Certainly, we’re pro markets. I want America to be the best place to do business. I want our financial markets to be vibrant. I think crypto being at the center of that is incredibly important for the country. These are all elements with which we are aligned with the stated policy of the administration. I wish them godspeed in executing on all of these.


Elsewhere

  • “A star is born. Elon.” During his victory speech, President-elect Donald Trump spent more time talking about Elon Musk than JD Vance, which says a lot about how the next four years are going to play out.
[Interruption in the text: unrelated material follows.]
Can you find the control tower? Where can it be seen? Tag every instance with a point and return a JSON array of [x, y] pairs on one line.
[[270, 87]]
Musk is already participating in calls with Trump and world leaders. He will presumably get his friends put in government roles that directly impact his businesses. The money he spent on buying Twitter and getting Trump elected has bought more influence than Rupert Murdoch could have dreamed of. Many people dislike Musk even more after the results of this week. Even still, it’s going to be harder than ever to ignore him.
  • Silence from TikTok. I was a bit surprised that TikTok CEO Shou Chew didn’t join the chorus of tech leaders congratulating Trump this week. Those with a financial stake in the future of the app believe a Trump administration will find a way to keep it from getting banned from the US in January. But TikTok has yet to say anything about the new administration publicly, and I’m told no such statement has been shared internally, either.
  • The return of tech M&A. I was chatting with an influential antitrust lawyer a couple of weeks ago about how a Trump win would undoubtedly reopen the floodgates of tech mergers and acquisitions. Media bosses like David Zaslav are already publicly frothing at the mouth about being able to consolidate, and I’d expect to see more traditional deals pick up across tech next year. (Unless you’re Google, which, despite Sundar Pichai’s best efforts, will likely stay in the doghouse thanks to the conspiracy that its products are biased toward liberals.)

Job board

Some interesting tech career moves you may have missed lately:

  • Michael Kratsios, previously an exec at Scale AI, is reportedly running tech policy with Gail Slater during the Trump transition.
  • Caitlin Kalinowski, Meta’s former head of hardware engineering for AR glasses, joined OpenAI to run robotics and consumer hardware.
  • The head of Google Workspace, Aparna Pappu, is moving to an announced new role in the company. Meanwhile, engineering leader Dwarak Rajagopal is joining Snowflake to lead AI engineering.
  • Luis Vargas, Microsoft’s VP of AI strategy, announced he is leaving the company after 16 years.
  • Mike Verdu’s new role at Netflix is VP of generative AI for games.